# Travel Ban?



## KevinR (Jul 25, 2011)

Hi all, I am a Canadian Expat living in Dubai. I have recently been made redundant and have missed paying my loan/ credit card payment for two months (Third payment due in a week). 
Can I still travel? What is a bank's procedure to place a travel ban?
I have a job offer elsewhere and need to go for an interview. Can I risk buying a ticket and showing up at the airport?


----------



## RPG (Jul 16, 2008)

As far as i am aware a "ban" will not be imposed on you unless the credit card company have reported the default to the police to make the issue at hand a criminal act rather than a civil one.

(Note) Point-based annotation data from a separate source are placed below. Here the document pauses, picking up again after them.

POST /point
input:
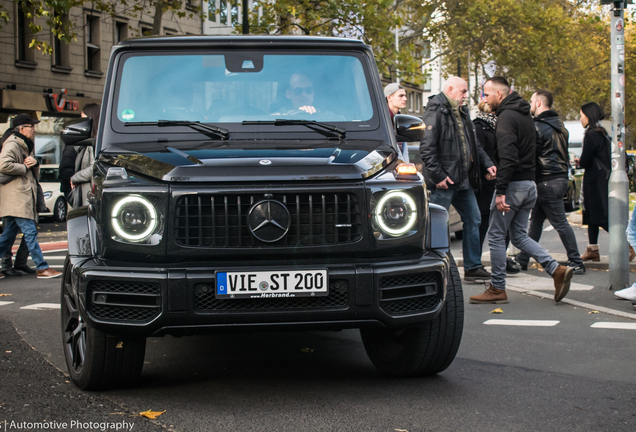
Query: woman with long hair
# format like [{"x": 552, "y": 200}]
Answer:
[
  {"x": 596, "y": 160},
  {"x": 85, "y": 158}
]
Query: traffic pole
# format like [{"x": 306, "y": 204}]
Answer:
[{"x": 618, "y": 201}]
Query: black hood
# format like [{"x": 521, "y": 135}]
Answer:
[
  {"x": 252, "y": 161},
  {"x": 514, "y": 102},
  {"x": 552, "y": 118}
]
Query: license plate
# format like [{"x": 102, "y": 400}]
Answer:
[{"x": 278, "y": 284}]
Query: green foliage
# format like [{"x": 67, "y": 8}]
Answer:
[{"x": 556, "y": 45}]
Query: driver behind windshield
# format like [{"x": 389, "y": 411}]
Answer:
[{"x": 301, "y": 95}]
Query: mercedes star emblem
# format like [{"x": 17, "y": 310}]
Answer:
[{"x": 268, "y": 221}]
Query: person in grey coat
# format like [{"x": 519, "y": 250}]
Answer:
[{"x": 18, "y": 198}]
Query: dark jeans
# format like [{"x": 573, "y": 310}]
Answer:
[
  {"x": 29, "y": 231},
  {"x": 520, "y": 196},
  {"x": 550, "y": 205},
  {"x": 465, "y": 203}
]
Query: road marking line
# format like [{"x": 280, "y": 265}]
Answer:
[
  {"x": 528, "y": 323},
  {"x": 608, "y": 311},
  {"x": 42, "y": 306},
  {"x": 542, "y": 284},
  {"x": 612, "y": 325}
]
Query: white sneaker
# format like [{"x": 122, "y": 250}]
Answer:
[{"x": 627, "y": 293}]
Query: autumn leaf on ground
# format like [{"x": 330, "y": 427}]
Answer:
[{"x": 151, "y": 414}]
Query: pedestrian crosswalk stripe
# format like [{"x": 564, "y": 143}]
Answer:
[
  {"x": 42, "y": 306},
  {"x": 615, "y": 325},
  {"x": 528, "y": 323}
]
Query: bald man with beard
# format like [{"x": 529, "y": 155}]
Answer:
[{"x": 454, "y": 165}]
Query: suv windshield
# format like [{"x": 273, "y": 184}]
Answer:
[{"x": 242, "y": 86}]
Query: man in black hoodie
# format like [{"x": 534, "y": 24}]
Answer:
[
  {"x": 453, "y": 164},
  {"x": 552, "y": 179},
  {"x": 516, "y": 192}
]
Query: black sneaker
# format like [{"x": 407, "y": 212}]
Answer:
[
  {"x": 512, "y": 267},
  {"x": 522, "y": 266},
  {"x": 479, "y": 274},
  {"x": 578, "y": 269}
]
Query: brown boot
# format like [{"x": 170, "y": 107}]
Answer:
[
  {"x": 591, "y": 253},
  {"x": 491, "y": 295},
  {"x": 562, "y": 277}
]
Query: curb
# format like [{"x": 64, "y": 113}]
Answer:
[
  {"x": 46, "y": 247},
  {"x": 562, "y": 259}
]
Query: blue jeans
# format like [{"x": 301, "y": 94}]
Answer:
[
  {"x": 550, "y": 204},
  {"x": 465, "y": 203},
  {"x": 520, "y": 196},
  {"x": 631, "y": 230},
  {"x": 30, "y": 233}
]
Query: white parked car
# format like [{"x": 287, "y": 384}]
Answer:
[{"x": 54, "y": 198}]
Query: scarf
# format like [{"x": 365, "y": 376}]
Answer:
[{"x": 489, "y": 118}]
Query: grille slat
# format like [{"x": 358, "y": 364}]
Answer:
[
  {"x": 407, "y": 294},
  {"x": 116, "y": 313},
  {"x": 221, "y": 220}
]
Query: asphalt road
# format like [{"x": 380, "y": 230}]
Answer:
[{"x": 562, "y": 370}]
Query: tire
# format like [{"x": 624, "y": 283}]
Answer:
[
  {"x": 95, "y": 360},
  {"x": 425, "y": 350},
  {"x": 59, "y": 210}
]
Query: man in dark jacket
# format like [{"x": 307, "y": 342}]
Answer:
[
  {"x": 516, "y": 192},
  {"x": 552, "y": 179},
  {"x": 452, "y": 161}
]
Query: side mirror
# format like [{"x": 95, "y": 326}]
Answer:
[
  {"x": 77, "y": 130},
  {"x": 409, "y": 128}
]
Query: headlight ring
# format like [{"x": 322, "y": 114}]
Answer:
[
  {"x": 134, "y": 218},
  {"x": 396, "y": 213}
]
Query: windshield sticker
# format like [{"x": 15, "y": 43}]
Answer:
[{"x": 128, "y": 115}]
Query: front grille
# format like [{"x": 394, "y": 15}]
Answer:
[
  {"x": 136, "y": 302},
  {"x": 205, "y": 301},
  {"x": 410, "y": 294},
  {"x": 220, "y": 220}
]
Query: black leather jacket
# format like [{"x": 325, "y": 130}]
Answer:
[
  {"x": 552, "y": 146},
  {"x": 441, "y": 147}
]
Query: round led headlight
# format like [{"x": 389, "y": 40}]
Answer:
[
  {"x": 134, "y": 218},
  {"x": 396, "y": 213}
]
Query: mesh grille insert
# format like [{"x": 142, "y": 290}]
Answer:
[
  {"x": 215, "y": 220},
  {"x": 410, "y": 294},
  {"x": 117, "y": 313}
]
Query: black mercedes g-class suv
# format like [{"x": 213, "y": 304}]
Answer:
[{"x": 253, "y": 183}]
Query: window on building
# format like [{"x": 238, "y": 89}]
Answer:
[
  {"x": 61, "y": 50},
  {"x": 92, "y": 36},
  {"x": 121, "y": 31},
  {"x": 25, "y": 56},
  {"x": 427, "y": 84}
]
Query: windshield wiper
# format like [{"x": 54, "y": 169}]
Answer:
[
  {"x": 217, "y": 131},
  {"x": 311, "y": 124}
]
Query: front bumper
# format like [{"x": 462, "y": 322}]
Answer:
[{"x": 153, "y": 301}]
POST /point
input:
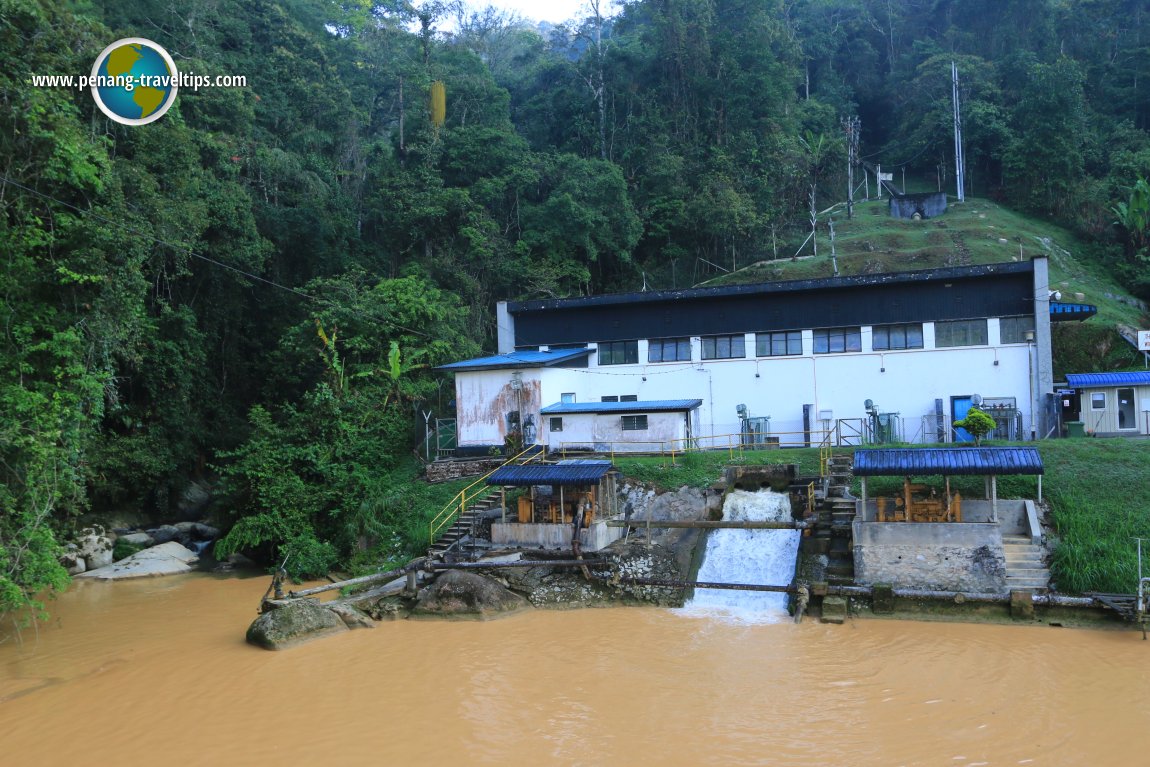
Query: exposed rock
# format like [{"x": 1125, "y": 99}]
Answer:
[
  {"x": 293, "y": 624},
  {"x": 235, "y": 561},
  {"x": 166, "y": 559},
  {"x": 138, "y": 539},
  {"x": 163, "y": 534},
  {"x": 193, "y": 499},
  {"x": 459, "y": 593},
  {"x": 205, "y": 531},
  {"x": 94, "y": 546},
  {"x": 74, "y": 562},
  {"x": 352, "y": 618}
]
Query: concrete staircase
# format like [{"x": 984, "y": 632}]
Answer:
[
  {"x": 465, "y": 524},
  {"x": 836, "y": 515},
  {"x": 1025, "y": 568}
]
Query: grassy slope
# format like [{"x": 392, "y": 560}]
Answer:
[
  {"x": 1098, "y": 492},
  {"x": 968, "y": 234}
]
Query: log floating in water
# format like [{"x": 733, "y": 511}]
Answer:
[
  {"x": 521, "y": 562},
  {"x": 707, "y": 524},
  {"x": 362, "y": 578}
]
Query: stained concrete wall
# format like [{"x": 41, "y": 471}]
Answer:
[
  {"x": 943, "y": 555},
  {"x": 927, "y": 206}
]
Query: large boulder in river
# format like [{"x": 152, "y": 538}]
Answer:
[
  {"x": 462, "y": 595},
  {"x": 94, "y": 547},
  {"x": 291, "y": 624}
]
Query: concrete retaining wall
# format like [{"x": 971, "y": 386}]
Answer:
[
  {"x": 942, "y": 557},
  {"x": 926, "y": 206},
  {"x": 444, "y": 470}
]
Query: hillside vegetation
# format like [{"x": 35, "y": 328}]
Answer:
[{"x": 972, "y": 232}]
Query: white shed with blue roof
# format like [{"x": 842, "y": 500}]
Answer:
[{"x": 1109, "y": 403}]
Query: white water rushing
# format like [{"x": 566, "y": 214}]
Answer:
[{"x": 754, "y": 557}]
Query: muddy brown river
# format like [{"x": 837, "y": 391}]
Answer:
[{"x": 156, "y": 673}]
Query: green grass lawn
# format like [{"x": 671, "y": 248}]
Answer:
[
  {"x": 1098, "y": 491},
  {"x": 971, "y": 232}
]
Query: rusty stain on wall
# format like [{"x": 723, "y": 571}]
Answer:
[{"x": 483, "y": 411}]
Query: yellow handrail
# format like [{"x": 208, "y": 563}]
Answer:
[{"x": 458, "y": 504}]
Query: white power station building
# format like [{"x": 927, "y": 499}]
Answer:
[{"x": 861, "y": 359}]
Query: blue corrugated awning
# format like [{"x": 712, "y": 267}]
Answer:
[
  {"x": 641, "y": 406},
  {"x": 524, "y": 359},
  {"x": 1129, "y": 378},
  {"x": 950, "y": 461},
  {"x": 1062, "y": 312},
  {"x": 568, "y": 473}
]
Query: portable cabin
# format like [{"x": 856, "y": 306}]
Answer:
[{"x": 1113, "y": 404}]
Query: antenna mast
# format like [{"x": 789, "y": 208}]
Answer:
[{"x": 959, "y": 160}]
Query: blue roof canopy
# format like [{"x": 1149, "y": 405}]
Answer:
[
  {"x": 1060, "y": 312},
  {"x": 524, "y": 359},
  {"x": 950, "y": 461},
  {"x": 1087, "y": 380},
  {"x": 641, "y": 406},
  {"x": 567, "y": 473}
]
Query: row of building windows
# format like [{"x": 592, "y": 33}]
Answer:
[{"x": 827, "y": 340}]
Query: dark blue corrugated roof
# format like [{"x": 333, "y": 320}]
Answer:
[
  {"x": 642, "y": 406},
  {"x": 951, "y": 461},
  {"x": 1131, "y": 378},
  {"x": 1059, "y": 311},
  {"x": 524, "y": 359},
  {"x": 573, "y": 473}
]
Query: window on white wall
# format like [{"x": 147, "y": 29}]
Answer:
[
  {"x": 634, "y": 423},
  {"x": 834, "y": 340},
  {"x": 961, "y": 332},
  {"x": 892, "y": 337},
  {"x": 723, "y": 347},
  {"x": 779, "y": 344},
  {"x": 669, "y": 350}
]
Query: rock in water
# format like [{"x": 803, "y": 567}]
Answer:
[
  {"x": 459, "y": 593},
  {"x": 94, "y": 547},
  {"x": 166, "y": 559},
  {"x": 293, "y": 624}
]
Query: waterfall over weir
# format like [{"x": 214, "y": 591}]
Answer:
[{"x": 753, "y": 557}]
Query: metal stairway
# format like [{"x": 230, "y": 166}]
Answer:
[
  {"x": 1025, "y": 568},
  {"x": 836, "y": 518},
  {"x": 465, "y": 524}
]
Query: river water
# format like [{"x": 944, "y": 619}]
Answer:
[{"x": 156, "y": 672}]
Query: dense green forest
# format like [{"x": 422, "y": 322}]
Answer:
[{"x": 254, "y": 286}]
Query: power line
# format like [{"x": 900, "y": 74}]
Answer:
[{"x": 186, "y": 250}]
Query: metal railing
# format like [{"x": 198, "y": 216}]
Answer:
[
  {"x": 673, "y": 449},
  {"x": 458, "y": 505}
]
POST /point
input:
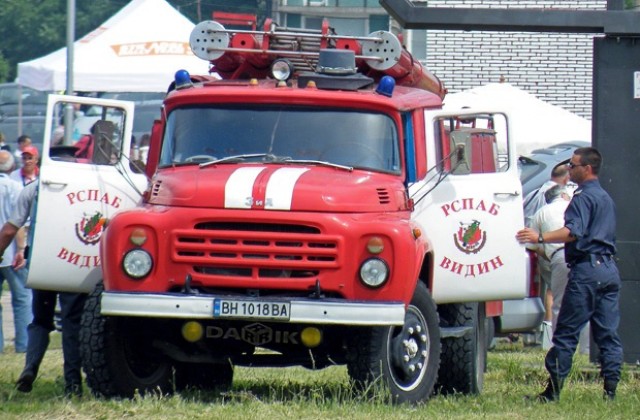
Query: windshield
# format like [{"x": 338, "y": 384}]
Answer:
[{"x": 343, "y": 137}]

This is a requirement for them to get the insurance against you debt, and i believe this to be the trigger to contact the travel authorities 

Phone the credit card company to see where they are with your case, and good luck


----------



## INFAMOUS (Apr 19, 2011)

I am just curious why you have a bunch of  faces surrounding the fact that you have debts and missed payments?!?! It's more like...


----------



## Confiture (Jan 9, 2011)

Because that (  ) is the embarrassed emoticon.


----------



## INFAMOUS (Apr 19, 2011)

Emoticon FAIL!


----------



## indoMLA (Feb 6, 2011)

KevinR said:


> Hi all, I am a Canadian Expat living in Dubai. I have recently been made redundant and have missed paying my loan/ credit card payment for two months (Third payment due in a week).
> Can I still travel? What is a bank's procedure to place a travel ban?
> I have a job offer elsewhere and need to go for an interview. Can I risk buying a ticket and showing up at the airport?


1. Pay what you can on the credit card so you don't get reported and you can travel with peace of mind. Don't know your situation, but try to take care of the debt you incurred and owe... makes life so much easier.
2. As RPG stated, as long as the credit card company hasn't reported the default, you should be good. But call and make sure.
3. Good Luck on the interview and hope you get the new job.


----------